![]() Displaced children in eastern Congo. Photo: Michael J. Kavanagh |
Michael J. Kavanagh is a journalist with the Pulitzer Center on Crisis Reporting. He recently reported on the crisis in eastern Congo for Worldfocus: The story of Pascal and Vestine. Here, he writes about his experience covering the conflict.
The conflict in Congo is too complicated to explain in a five-minute video, so we’ve left most of the context out in order to focus on Pascal’s story. For more background on the recent fighting, check out my Q&A on history, rebels and crisis in eastern Congo.
I’ve been reporting on DRC for five years now, and there’s nothing that frustrates me more than the dismissive comments I often get about how conflict in Africa is endemic.
Violence is rarely irrational — it almost always has root causes that can be addressed. We’re often just too busy or lazy to learn enough about a situation to figure out how.
Given the extent of the outside world’s involvement in Congo over the last century, I am of the school that says we owe it to Pascal, Vestine, their two children and the millions who are suffering in Congo to try.
As Taylor Krauss and I filmed in these camps, people were saying they hadn’t eaten in days and they hadn’t received food aid from humanitarian groups in months.
And then there’s the violence. It sometimes seems that every other woman you interview is a victim of sexual violence (we’ll air a piece about this in the coming weeks); an equal number of men have been tortured, killed, or forced to fight in armed groups.
These conditions make reporting in eastern Congo extremely difficult — read Taylor’s account of our detention by Congo’s notorious secret police.
We couldn’t have done our work without the help of many brave and generous Congolese citizens, United Nations staff and humanitarian workers.

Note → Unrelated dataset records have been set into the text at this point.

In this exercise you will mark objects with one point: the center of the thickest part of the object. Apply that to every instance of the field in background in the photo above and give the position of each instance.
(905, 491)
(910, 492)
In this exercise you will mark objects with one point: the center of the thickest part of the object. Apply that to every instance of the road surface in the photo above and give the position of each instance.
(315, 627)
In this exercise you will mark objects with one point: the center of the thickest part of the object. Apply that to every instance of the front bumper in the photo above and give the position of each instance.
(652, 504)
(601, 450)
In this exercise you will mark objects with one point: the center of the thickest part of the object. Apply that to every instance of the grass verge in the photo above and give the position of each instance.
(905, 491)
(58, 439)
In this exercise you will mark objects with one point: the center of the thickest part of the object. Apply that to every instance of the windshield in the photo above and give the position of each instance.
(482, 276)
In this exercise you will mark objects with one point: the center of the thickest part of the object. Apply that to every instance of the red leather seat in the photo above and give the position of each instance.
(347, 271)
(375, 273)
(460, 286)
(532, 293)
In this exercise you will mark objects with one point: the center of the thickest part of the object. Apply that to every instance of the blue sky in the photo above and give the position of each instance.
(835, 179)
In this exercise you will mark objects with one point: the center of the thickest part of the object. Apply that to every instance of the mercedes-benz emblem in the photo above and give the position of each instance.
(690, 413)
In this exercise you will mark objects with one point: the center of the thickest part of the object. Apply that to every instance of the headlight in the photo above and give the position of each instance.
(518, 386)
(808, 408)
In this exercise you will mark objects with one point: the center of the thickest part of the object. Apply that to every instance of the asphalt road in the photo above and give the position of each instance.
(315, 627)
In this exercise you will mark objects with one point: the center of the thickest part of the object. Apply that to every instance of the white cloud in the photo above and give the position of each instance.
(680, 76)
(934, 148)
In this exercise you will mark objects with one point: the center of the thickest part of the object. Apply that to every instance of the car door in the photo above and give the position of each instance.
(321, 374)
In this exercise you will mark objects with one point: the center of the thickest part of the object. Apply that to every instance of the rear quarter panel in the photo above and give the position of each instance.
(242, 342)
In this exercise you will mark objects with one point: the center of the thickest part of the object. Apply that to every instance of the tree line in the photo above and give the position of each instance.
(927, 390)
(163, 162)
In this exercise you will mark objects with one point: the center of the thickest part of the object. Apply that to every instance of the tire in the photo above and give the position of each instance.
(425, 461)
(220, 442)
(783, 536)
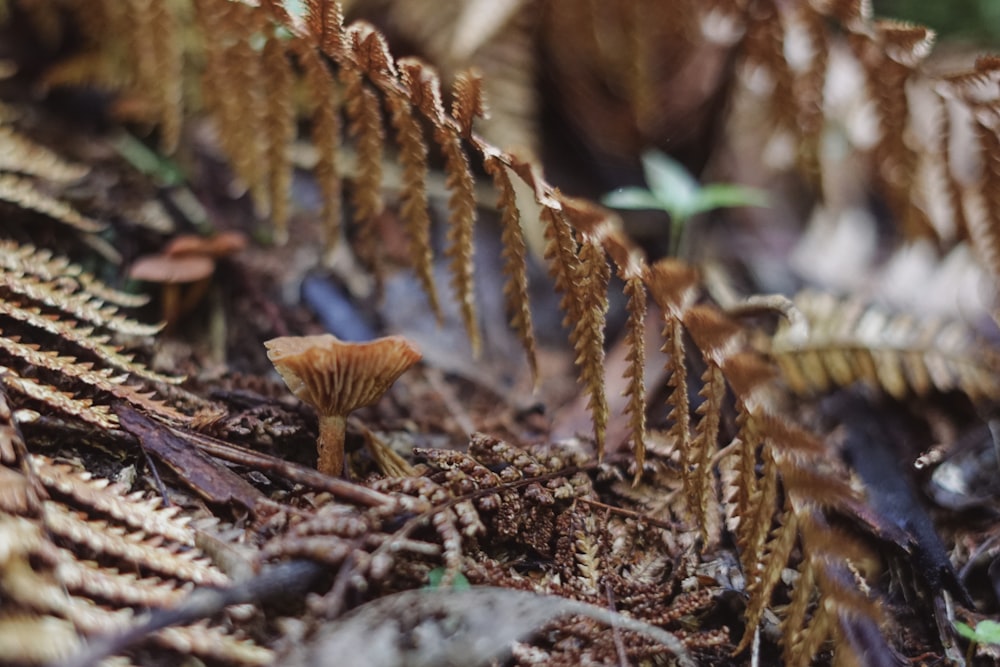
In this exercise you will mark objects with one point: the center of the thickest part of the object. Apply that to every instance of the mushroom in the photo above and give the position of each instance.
(218, 246)
(337, 377)
(174, 273)
(187, 260)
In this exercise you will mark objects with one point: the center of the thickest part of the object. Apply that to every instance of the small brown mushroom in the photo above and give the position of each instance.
(218, 246)
(337, 377)
(174, 273)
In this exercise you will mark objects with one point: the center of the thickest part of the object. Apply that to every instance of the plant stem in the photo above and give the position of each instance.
(677, 237)
(330, 445)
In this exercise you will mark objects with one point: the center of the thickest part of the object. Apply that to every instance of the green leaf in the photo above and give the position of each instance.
(725, 195)
(986, 632)
(144, 159)
(670, 183)
(436, 576)
(632, 198)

The International Rescue Committee — in particular, Danielle de Knocke van der Meulen, Lia Pozzi, Fidel Bafilemba and Elinor Raikes — were hospitable and patient with the sometimes burdensome requirements of television.
IRC is one of the few aid groups that consistently sends aid workers into the most dangerous places in the world, even when the danger is most acute. They save hundreds of lives every day.
We also need to thank the people at Virunga National Park who gave us the footage of the fighting in Rumangabo. Virunga is home to an extraordinary array of wildlife — from gorillas to gazelles to hippos. It’s also one of the main centers of war.
The Virunga rangers are the bulwark keeping armed groups from completely overrunning the park; over 100 rangers have been innocent casualties of the fighting over the years.
When the war ends and Virunga is again a naturalist’s paradise (it seems crazy even to write about that possibility at the moment), we’ll have the rangers to thank for preserving it.